Eddie and Tamsen’s Patriot Day Concert was not what I expected. I had feared a militant music celebration, filled with rousing wartime appeals for patriotism and sacrifice. Instead, what I saw and heard was a salute to the best of American values, American ideals, and American service. The main message of the concert was encapsulated in Lincoln’s words, that Patriots Day renews our belief and faith that “truth, and justice, and mercy, and all the humane and Christian virtues might not be extinguished from the land”. These are our values, our beliefs, and the basis of our way of life.
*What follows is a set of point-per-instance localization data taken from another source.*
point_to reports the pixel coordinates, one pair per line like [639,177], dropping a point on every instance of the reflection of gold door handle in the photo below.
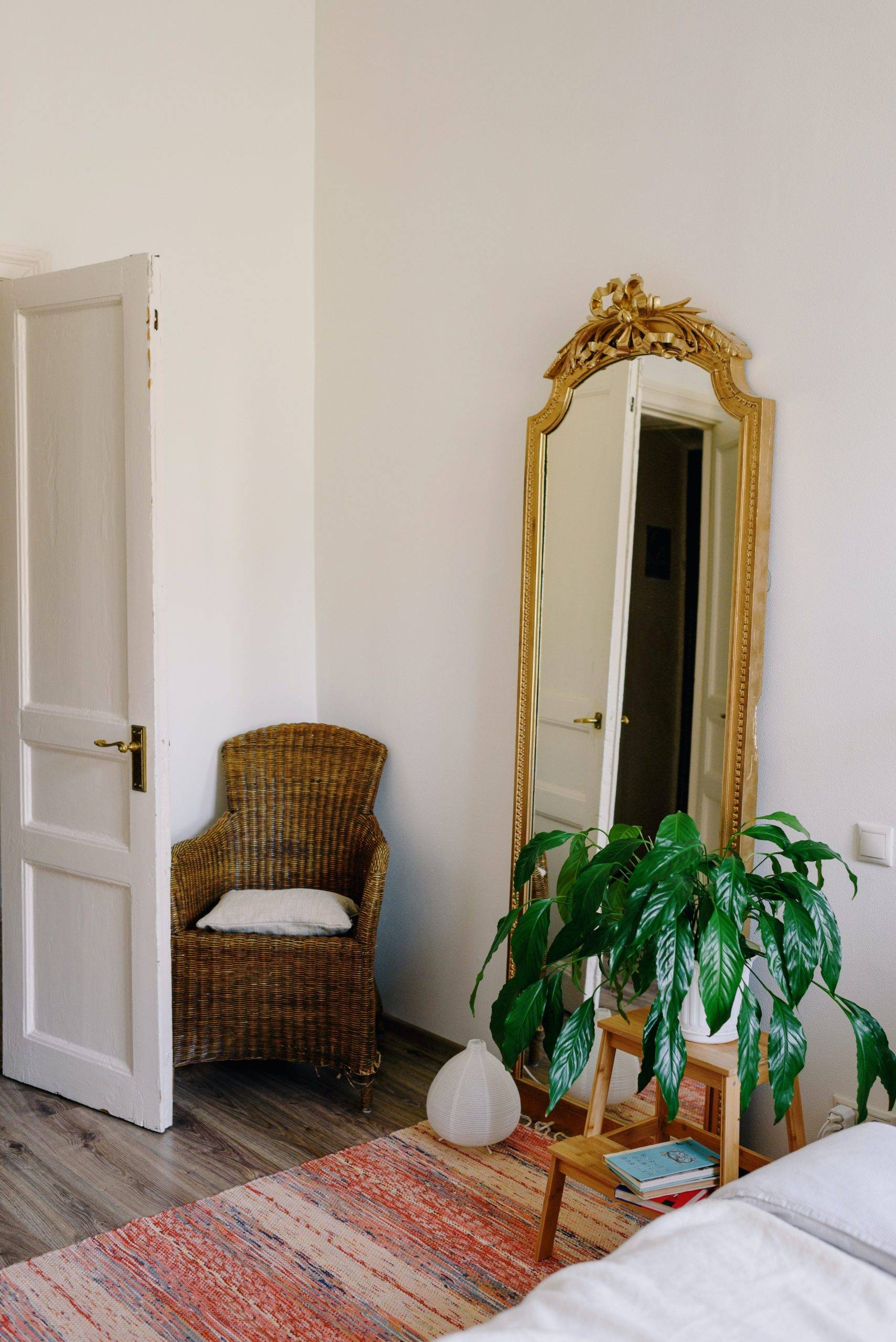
[136,748]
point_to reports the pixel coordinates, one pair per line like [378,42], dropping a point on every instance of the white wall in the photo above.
[481,169]
[187,128]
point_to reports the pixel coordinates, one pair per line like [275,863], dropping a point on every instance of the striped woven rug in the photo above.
[404,1238]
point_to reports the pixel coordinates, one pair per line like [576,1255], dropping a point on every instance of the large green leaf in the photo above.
[599,940]
[615,898]
[530,854]
[524,1019]
[767,834]
[678,830]
[825,924]
[620,851]
[731,889]
[503,928]
[530,938]
[772,935]
[588,892]
[648,1044]
[786,819]
[506,998]
[721,968]
[873,1055]
[553,1018]
[627,929]
[568,874]
[786,1055]
[668,1062]
[566,943]
[663,862]
[663,906]
[749,1030]
[674,964]
[800,948]
[572,1051]
[811,850]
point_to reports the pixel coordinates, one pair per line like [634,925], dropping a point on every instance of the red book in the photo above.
[661,1204]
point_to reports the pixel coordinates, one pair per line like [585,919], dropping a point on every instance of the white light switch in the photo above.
[876,845]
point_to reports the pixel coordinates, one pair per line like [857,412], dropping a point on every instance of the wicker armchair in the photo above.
[299,815]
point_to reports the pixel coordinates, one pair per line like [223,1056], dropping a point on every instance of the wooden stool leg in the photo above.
[550,1211]
[730,1134]
[793,1118]
[662,1113]
[601,1087]
[711,1110]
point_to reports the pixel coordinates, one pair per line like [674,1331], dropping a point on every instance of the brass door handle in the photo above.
[136,748]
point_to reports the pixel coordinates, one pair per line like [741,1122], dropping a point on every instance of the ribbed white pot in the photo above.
[474,1101]
[694,1018]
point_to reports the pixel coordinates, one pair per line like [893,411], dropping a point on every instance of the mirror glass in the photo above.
[638,560]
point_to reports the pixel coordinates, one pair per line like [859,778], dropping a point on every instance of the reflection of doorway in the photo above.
[655,745]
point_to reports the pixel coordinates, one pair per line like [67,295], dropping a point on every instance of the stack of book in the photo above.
[664,1176]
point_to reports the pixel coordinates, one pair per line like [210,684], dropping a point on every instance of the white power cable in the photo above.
[839,1118]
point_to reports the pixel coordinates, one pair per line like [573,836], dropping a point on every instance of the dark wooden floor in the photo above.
[68,1172]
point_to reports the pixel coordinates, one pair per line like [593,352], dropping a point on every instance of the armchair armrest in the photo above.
[202,873]
[372,859]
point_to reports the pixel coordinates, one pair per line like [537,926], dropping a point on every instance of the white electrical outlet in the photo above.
[879,1116]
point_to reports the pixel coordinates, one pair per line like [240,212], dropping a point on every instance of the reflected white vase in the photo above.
[474,1101]
[694,1018]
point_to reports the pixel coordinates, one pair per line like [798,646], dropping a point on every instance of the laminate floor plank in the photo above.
[68,1172]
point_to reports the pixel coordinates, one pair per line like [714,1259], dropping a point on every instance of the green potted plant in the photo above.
[662,910]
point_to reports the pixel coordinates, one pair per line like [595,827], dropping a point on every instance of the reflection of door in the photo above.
[592,465]
[87,961]
[714,624]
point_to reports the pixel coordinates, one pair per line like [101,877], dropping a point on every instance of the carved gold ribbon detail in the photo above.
[636,322]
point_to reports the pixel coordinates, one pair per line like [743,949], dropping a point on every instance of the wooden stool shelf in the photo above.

In We Stand For Freedom, David Stern reminded us that the people who died on 9/11 were ordinary Americans doing their jobs, providing their services, and living their lives. The music didn’t portray them as heroic figures, but simply as men and women who were martyred because they represented a way of life whose values and beliefs another group saw as a threat to their own. Many Americans, in referring to these victims use the phrase, “lest we forget”. I always took that phrase as a call for “justice”, which for some people is code for vengeance. I suppose that’s why I avoided going to these concerts, believing they would be vehicles to stoke the flames of revenge. But, there was no hint of anger, or a desire for retaliation in Dr. Stern’s music, or in Dvorak’s symphony – just sounds of loss and sadness, ending with a flourish of American hope. Hope that the pain and trauma of this tragedy would eventually diminish to a bearable level so we could continue forward. As President George W. Bush expressed it in his original proclamation, “Americans have fought back against terror by choosing to overcome evil with good. By loving their neighbor, as they would like to be loved”.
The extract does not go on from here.